酒造り日記

佐賀県の天吹(あまぶき)酒造の酒造り日記

生もとレポート 硝酸還元菌群編

2009-12-08 12:00:14 | ぶちょ~


こんにちは!

本日、「生もとレポート 硝酸還元菌群編」です。(ちょっと専門的ですが、お付き合い下さい。)
「生もと」のこの「打瀬」の期間は何もせず低温に保ちますが、ただ放置しているわけではありません。
この期間は「硝酸還元菌」が活躍を始めている時期なのです。

「硝酸還元菌」とは、またの名を「亜硝酸生成菌」とも言い、その名の通り硝酸を還元し亜硝酸を生成します。
この「亜硝酸」と乳酸菌が生成する「乳酸」とのW(ダブル)の効果で、悪い野生酵母をやっつけるのです!

硝酸還元菌と呼ばれる菌群には様々な種類がいますが、生モトで活躍するのは「グラム陰性の桿菌群のようです。

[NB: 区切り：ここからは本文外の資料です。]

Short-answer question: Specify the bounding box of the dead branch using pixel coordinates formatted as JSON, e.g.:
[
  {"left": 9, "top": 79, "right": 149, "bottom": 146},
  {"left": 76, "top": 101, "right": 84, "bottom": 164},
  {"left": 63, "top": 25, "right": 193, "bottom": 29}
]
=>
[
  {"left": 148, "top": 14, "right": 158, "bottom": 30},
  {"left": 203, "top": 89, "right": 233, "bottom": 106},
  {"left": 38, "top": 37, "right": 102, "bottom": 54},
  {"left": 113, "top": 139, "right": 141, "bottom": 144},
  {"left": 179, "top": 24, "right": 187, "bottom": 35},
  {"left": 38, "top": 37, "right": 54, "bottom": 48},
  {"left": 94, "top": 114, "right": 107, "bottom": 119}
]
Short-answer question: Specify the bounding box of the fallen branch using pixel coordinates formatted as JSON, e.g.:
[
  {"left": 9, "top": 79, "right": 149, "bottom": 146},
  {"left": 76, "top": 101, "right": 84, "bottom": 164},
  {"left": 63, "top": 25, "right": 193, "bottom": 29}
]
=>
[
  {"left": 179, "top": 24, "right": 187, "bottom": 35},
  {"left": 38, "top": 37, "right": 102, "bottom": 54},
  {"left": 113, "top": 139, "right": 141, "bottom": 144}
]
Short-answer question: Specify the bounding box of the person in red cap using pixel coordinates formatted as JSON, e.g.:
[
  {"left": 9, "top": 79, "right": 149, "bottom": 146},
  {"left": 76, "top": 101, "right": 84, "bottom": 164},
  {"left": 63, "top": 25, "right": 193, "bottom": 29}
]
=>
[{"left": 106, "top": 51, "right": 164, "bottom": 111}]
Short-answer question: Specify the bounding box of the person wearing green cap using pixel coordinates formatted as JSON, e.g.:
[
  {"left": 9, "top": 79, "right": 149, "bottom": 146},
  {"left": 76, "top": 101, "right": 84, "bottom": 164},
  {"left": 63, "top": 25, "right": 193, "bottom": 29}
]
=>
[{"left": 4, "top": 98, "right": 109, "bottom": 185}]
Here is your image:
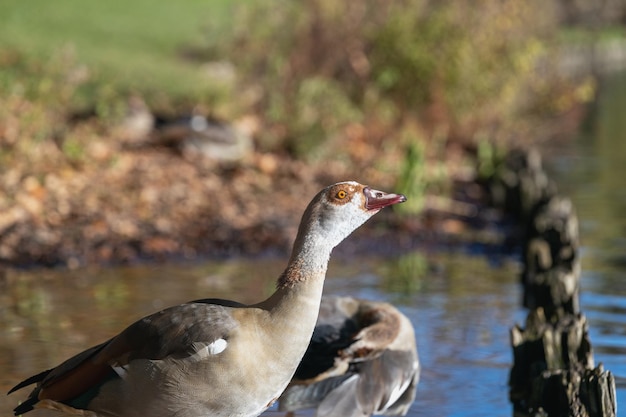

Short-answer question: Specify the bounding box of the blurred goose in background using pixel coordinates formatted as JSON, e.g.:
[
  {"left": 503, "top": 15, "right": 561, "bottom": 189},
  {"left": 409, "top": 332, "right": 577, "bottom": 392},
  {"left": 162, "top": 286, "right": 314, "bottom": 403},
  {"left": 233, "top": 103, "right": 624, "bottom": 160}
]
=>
[
  {"left": 279, "top": 297, "right": 420, "bottom": 417},
  {"left": 9, "top": 181, "right": 406, "bottom": 417}
]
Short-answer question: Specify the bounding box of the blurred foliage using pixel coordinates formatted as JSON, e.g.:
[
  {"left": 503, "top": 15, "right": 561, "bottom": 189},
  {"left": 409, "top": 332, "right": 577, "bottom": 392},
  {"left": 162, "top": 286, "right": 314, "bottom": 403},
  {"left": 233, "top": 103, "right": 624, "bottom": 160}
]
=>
[
  {"left": 397, "top": 140, "right": 427, "bottom": 214},
  {"left": 208, "top": 0, "right": 590, "bottom": 158},
  {"left": 383, "top": 251, "right": 431, "bottom": 294}
]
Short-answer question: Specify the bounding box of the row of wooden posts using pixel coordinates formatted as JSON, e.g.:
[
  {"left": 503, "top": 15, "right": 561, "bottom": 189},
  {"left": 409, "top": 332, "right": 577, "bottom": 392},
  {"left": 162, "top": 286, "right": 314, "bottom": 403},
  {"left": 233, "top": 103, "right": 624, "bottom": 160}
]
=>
[{"left": 482, "top": 150, "right": 617, "bottom": 417}]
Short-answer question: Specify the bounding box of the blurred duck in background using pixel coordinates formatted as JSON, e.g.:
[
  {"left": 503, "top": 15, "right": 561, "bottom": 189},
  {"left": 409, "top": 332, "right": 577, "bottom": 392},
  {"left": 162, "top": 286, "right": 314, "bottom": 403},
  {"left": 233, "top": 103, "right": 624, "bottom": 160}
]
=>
[{"left": 279, "top": 296, "right": 420, "bottom": 417}]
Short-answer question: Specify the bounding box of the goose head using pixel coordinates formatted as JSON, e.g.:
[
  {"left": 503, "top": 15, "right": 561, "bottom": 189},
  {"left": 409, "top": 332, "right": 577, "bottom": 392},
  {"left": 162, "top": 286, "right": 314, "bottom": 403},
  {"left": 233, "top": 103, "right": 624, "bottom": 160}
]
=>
[{"left": 296, "top": 181, "right": 406, "bottom": 249}]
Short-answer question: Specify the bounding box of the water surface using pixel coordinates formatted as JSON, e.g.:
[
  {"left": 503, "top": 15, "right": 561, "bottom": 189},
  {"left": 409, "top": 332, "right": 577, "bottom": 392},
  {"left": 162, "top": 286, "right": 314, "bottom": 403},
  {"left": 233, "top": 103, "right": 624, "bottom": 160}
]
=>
[{"left": 0, "top": 74, "right": 626, "bottom": 417}]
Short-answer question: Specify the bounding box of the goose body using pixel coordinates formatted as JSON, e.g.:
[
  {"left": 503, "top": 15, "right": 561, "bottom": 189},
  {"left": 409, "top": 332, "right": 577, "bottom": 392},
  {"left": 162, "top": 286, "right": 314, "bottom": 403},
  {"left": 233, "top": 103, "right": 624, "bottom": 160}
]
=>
[
  {"left": 9, "top": 181, "right": 406, "bottom": 417},
  {"left": 279, "top": 297, "right": 420, "bottom": 417}
]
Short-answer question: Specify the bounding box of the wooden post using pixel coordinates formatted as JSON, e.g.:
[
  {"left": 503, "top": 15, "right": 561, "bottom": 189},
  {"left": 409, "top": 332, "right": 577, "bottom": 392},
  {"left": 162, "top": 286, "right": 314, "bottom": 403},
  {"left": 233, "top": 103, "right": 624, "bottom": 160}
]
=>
[{"left": 482, "top": 151, "right": 617, "bottom": 417}]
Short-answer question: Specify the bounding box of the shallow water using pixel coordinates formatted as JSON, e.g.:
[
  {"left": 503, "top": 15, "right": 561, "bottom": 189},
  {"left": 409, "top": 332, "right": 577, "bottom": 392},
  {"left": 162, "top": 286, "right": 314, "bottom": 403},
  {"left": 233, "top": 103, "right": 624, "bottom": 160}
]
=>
[
  {"left": 0, "top": 252, "right": 523, "bottom": 416},
  {"left": 0, "top": 75, "right": 626, "bottom": 417}
]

Psendomonas(シュードモナス)」は、糖の発酵性が無く、糖により増殖を阻害されます。糖化が進むと増殖阻害され、強い亜硝酸反応を持続する事となります。

腸内細菌の仲間」は、糖の発酵性があり、糖により増殖促進されます。増殖し過ぎれば還元して亜硝酸反応が急速に消失する事となります。

つまり、「Psendomonas」が活躍する場合は亜硝酸反応が持続し、「腸内細菌の仲間」が活躍すると亜硝酸反応が急速に消失するので、どちらの菌が活躍するかによって操作が変わります。
「生もと系酒母」では「Psendomonas」が優位に増殖してくれる方が管理は楽なのですが、仕込水や麹に由来するこれらの微生物、なかなか思い通りにはいきません。
硝酸還元菌は、酸度1.0以上で増殖を妨げられ死滅しますので、乳酸菌をどのタイミングで活躍させるのか・・・見極めと的確な操作が重要です!